During his previous presidency, Trump, of course, renegotiated the North American Free Trade Agreement following a long episode of maximal bluster. But in the end, he settled for a fairly modest renegotiation because, at the time, it was calculated that his proposals would hurt farmers and border states. 

Although the US is now a net oil exporter, it still imports a huge chunk of its petrol from Mexico and Canada – about 8.3 million barrels out of a total consumption of 20.3 million barrels. It’s possible when Trump realises that petrol prices will go up, he will soften his demands. And, by the way, increasing tariffs in this way would be contrary to the agreement he signed. 

The imposition of the new tariffs is unusual in another respect: its justification is not based on traditional economic issues about cheating or “dumping” products, which would normally require some kind of study.  Trump said the tariff would remain in effect “until such time as drugs, in particular fentanyl, and all illegal aliens stop this invasion of our country!” he wrote. 

You have to feel a bit for Canada.

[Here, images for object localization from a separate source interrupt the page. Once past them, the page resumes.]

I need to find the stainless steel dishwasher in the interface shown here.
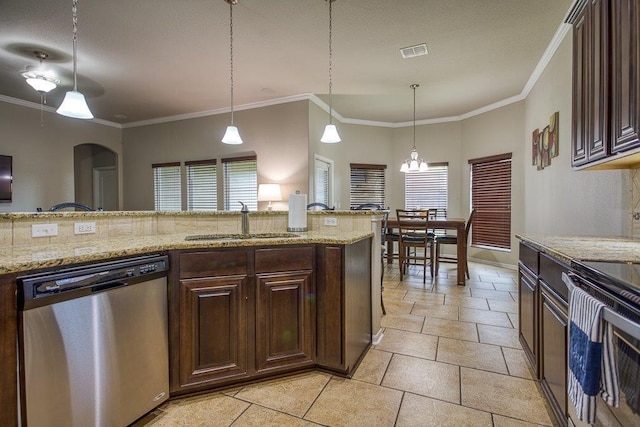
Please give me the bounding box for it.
[18,254,169,427]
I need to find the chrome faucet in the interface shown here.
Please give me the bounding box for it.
[239,201,249,235]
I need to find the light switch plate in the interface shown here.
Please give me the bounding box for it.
[324,217,338,226]
[74,222,96,234]
[32,223,58,237]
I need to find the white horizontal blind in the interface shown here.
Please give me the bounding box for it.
[315,162,330,205]
[349,164,386,209]
[404,163,448,219]
[223,156,257,211]
[469,153,512,250]
[153,162,182,211]
[186,160,217,211]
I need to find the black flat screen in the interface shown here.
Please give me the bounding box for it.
[0,155,12,202]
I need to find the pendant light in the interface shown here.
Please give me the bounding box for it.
[221,0,243,145]
[400,84,428,173]
[57,0,93,119]
[320,0,341,143]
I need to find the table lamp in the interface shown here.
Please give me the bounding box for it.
[257,184,282,210]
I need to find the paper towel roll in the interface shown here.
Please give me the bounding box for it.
[288,192,308,232]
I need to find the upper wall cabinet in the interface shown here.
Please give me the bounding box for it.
[569,0,640,169]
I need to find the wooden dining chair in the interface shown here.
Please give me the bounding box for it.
[396,209,436,284]
[435,208,476,279]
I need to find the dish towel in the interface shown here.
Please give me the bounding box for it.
[568,286,620,423]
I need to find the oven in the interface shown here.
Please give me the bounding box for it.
[564,261,640,427]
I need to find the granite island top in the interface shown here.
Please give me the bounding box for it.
[0,230,373,275]
[516,234,640,265]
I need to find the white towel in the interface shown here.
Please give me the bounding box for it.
[567,286,620,423]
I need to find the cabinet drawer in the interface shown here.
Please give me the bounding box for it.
[539,254,569,302]
[255,246,313,273]
[179,250,249,278]
[519,242,539,274]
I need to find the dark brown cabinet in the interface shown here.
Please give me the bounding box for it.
[570,0,640,168]
[255,247,315,374]
[0,274,17,427]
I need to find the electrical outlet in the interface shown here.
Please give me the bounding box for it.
[74,222,96,234]
[32,223,58,237]
[324,217,338,226]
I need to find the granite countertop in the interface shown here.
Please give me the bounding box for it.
[0,231,373,275]
[516,234,640,265]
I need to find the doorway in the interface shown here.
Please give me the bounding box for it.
[74,144,119,210]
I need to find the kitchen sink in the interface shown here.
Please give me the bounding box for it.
[185,232,299,241]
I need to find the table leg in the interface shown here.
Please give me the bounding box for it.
[457,226,466,285]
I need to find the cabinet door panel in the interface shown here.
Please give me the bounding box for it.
[179,275,248,388]
[587,0,609,160]
[572,9,589,166]
[541,286,568,423]
[611,0,640,152]
[256,271,314,373]
[518,266,538,378]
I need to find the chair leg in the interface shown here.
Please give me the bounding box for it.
[465,258,470,279]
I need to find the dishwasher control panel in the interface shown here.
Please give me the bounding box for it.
[18,254,169,309]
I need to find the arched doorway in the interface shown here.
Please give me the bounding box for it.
[74,144,119,210]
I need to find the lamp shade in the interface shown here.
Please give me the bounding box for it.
[257,184,283,202]
[26,77,57,93]
[56,91,94,119]
[321,124,341,143]
[222,125,243,145]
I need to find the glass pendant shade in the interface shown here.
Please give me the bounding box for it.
[222,125,243,145]
[321,124,341,143]
[56,90,94,119]
[26,77,57,93]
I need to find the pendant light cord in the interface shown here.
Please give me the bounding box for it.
[328,0,333,125]
[72,0,79,92]
[412,84,416,150]
[229,0,235,125]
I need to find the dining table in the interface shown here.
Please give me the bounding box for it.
[386,217,468,285]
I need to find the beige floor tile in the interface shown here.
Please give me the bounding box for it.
[233,404,319,426]
[459,307,512,327]
[382,288,408,300]
[352,348,393,385]
[488,298,518,313]
[508,313,519,328]
[382,297,415,314]
[380,313,425,332]
[412,302,459,321]
[375,328,438,360]
[234,372,330,417]
[381,354,460,404]
[470,288,515,301]
[478,275,517,285]
[466,280,498,290]
[403,290,445,305]
[492,414,549,426]
[444,295,490,310]
[494,282,519,292]
[461,368,553,425]
[421,317,479,342]
[436,337,508,374]
[478,324,521,348]
[151,393,249,426]
[502,348,535,380]
[396,392,493,427]
[432,284,472,296]
[304,377,403,426]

The number of “aliens” arriving from across the northern border has shot up in recent years – somewhat understandably because the border is almost 9,000km long. The number of “encounters” – where border officials apprehend undocumented immigrants – is currently around 200,000. But that is minuscule in comparison with the southern border, where “encounters” number in the millions. 

Although nothing about this latest fandango affects SA, it’s an awful omen. What it says to SA’s new ambassador to the US, Ebrahim Rasool, is that Trump will not hesitate to use the African Growth and Opportunity Act (Agoa) as a bargaining chip, and a political bargaining chip at that. 

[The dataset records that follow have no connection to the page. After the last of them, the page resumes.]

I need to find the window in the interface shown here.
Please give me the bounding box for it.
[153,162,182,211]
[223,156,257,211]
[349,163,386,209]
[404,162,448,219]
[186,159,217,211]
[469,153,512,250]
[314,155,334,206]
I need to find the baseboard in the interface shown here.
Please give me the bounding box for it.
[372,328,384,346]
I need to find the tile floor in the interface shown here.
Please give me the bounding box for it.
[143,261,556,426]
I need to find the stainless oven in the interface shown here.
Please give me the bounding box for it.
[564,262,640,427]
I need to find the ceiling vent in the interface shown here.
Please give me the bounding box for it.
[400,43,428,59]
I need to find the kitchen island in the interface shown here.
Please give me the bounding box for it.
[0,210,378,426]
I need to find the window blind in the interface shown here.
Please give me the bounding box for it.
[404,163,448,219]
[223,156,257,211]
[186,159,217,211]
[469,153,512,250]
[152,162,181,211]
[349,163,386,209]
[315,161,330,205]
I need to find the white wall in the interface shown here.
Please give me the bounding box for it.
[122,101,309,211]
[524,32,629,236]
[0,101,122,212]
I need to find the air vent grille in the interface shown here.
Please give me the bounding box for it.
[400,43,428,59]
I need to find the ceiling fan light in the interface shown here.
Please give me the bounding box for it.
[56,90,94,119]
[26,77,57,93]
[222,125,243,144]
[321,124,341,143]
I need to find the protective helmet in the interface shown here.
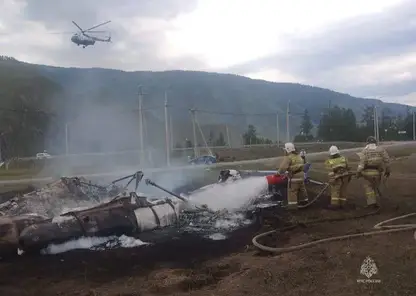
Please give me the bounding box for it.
[329,145,340,156]
[366,136,377,144]
[283,142,295,153]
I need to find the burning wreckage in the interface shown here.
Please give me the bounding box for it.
[0,164,327,257]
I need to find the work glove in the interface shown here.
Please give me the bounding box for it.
[384,171,390,178]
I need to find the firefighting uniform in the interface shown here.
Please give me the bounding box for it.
[356,144,390,206]
[278,152,308,209]
[325,155,351,207]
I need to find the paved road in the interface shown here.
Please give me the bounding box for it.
[0,141,414,185]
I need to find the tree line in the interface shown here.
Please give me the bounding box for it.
[297,105,415,142]
[176,103,416,150]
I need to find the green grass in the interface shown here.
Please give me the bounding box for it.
[0,168,47,181]
[0,168,41,176]
[0,143,413,182]
[0,184,33,193]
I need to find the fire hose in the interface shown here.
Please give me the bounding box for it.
[252,212,416,254]
[252,172,416,254]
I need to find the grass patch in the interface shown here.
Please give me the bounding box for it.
[0,168,45,181]
[0,184,33,193]
[0,168,41,176]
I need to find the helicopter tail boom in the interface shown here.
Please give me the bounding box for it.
[84,33,111,43]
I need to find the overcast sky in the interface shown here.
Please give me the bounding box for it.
[1,0,416,105]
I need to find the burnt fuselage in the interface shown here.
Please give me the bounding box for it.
[18,195,184,252]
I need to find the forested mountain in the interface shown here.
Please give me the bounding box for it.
[0,57,413,158]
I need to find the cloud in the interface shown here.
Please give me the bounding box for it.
[0,0,205,70]
[384,92,416,106]
[1,0,416,106]
[224,0,416,104]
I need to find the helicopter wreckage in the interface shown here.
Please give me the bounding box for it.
[0,164,328,258]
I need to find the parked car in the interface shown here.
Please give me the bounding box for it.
[36,152,52,159]
[188,155,217,165]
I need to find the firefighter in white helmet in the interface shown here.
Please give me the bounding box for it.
[277,142,308,209]
[324,145,351,209]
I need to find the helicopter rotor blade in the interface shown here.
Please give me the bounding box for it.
[85,30,108,33]
[49,31,76,35]
[85,20,111,32]
[72,21,84,33]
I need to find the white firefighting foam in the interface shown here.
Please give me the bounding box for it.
[41,235,148,255]
[188,176,268,212]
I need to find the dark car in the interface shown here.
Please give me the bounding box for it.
[188,155,217,165]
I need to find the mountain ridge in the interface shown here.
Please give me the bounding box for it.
[0,57,413,155]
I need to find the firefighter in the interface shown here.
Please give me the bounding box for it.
[277,142,308,209]
[356,136,390,208]
[325,145,351,210]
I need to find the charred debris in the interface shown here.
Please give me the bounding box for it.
[0,171,262,257]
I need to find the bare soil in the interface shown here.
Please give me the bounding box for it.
[0,144,415,296]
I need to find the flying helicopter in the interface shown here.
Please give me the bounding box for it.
[66,20,112,48]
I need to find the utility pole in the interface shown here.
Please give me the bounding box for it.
[65,123,69,155]
[170,114,174,150]
[376,107,380,141]
[373,105,380,142]
[138,85,145,165]
[413,111,415,141]
[225,125,231,147]
[373,105,376,141]
[276,113,280,147]
[164,91,170,166]
[286,100,290,142]
[190,108,198,158]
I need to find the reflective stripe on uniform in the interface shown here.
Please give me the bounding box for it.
[362,169,380,176]
[288,201,298,205]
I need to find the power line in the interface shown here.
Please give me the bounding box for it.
[0,103,304,118]
[169,105,305,117]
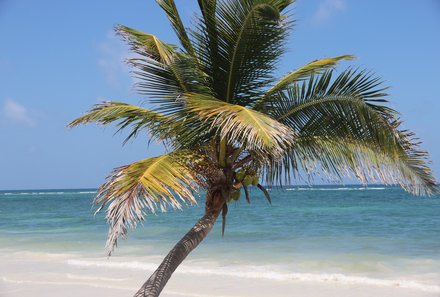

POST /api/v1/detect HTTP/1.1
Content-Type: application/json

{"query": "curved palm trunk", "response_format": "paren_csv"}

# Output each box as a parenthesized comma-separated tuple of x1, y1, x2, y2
(133, 212, 219, 297)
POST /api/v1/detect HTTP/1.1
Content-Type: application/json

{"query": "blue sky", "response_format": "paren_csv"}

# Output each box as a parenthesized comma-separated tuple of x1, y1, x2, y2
(0, 0, 439, 190)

Rasool has the enormous advantage of knowing the ropes – he was ambassador to the US between 2010 and 2016. But then Barack Obama was president. This is going to be a totally different kettle of fish. To make it worse, the renewal of the Act comes up slap bang in Trump’s presidency next year. SA’s association with Russia and China through the BRICS grouping and its support of the International Criminal Court’s actions against Israel are things that diplomacy, however skilfully exercised, really just can’t obscure. 

Rasool does have some cards to play: the benefits of Agoa don’t just go to SA; they go to 30 African states, although SA is a major beneficiary. The other point to make is that although SA does have a trade surplus with the US, it’s less than minuscule in US terms. The US estimates the deficit of both goods and services trade to be about $7-billion in 2022 with SA. Compare that with the trade deficit the US has with China of about $370-billion; and China is now not even the US’s biggest trading partner.



Still, judging from Trump’s hissy fit in respect of his own neighbours, I think if SA is being realistic, Agoa is unlikely to be renewed, at least in its current form, at least in respect of SA. How bad would that be? 

Well, it would be a blow. It really has been a boost for African-US trade. According to a Brookings Institution study, exports under the programme rose from $195-million in 2000 to about $10-billion in 2022, which constitutes about 35% of total African exports to the US. It has dropped off a lot. However, it was $65-billion in 2008 when the US was a big oil importer.

About $3.6-billion of SA exports enter the US under Agoa, mostly vehicles and parts, fruits, precious metals and chemicals. Since total exports from SA to the US are now about $16-billion, it’s about a quarter of all SA’s exports. Would those exports stop if Agoa were scrapped? 

Well, that depends a bit on where the tariffs would end up, but they would certainly be affected. The share prices of US car companies immediately dropped when Trump announced his plan, and you can imagine the same would apply to SA’s car exports to the US, such as they are. 

I think SA should brace itself for disappointment here but, you know, we live in an era where export opportunities are not as concentrated as they used to be in a small batch of like-minded Western countries. I think in the long term, Trump’s use of the tariff bludgeon is doomed: either it won’t work, in which case all the bluster was pointless, or it will work, and it will be inflationary for the US.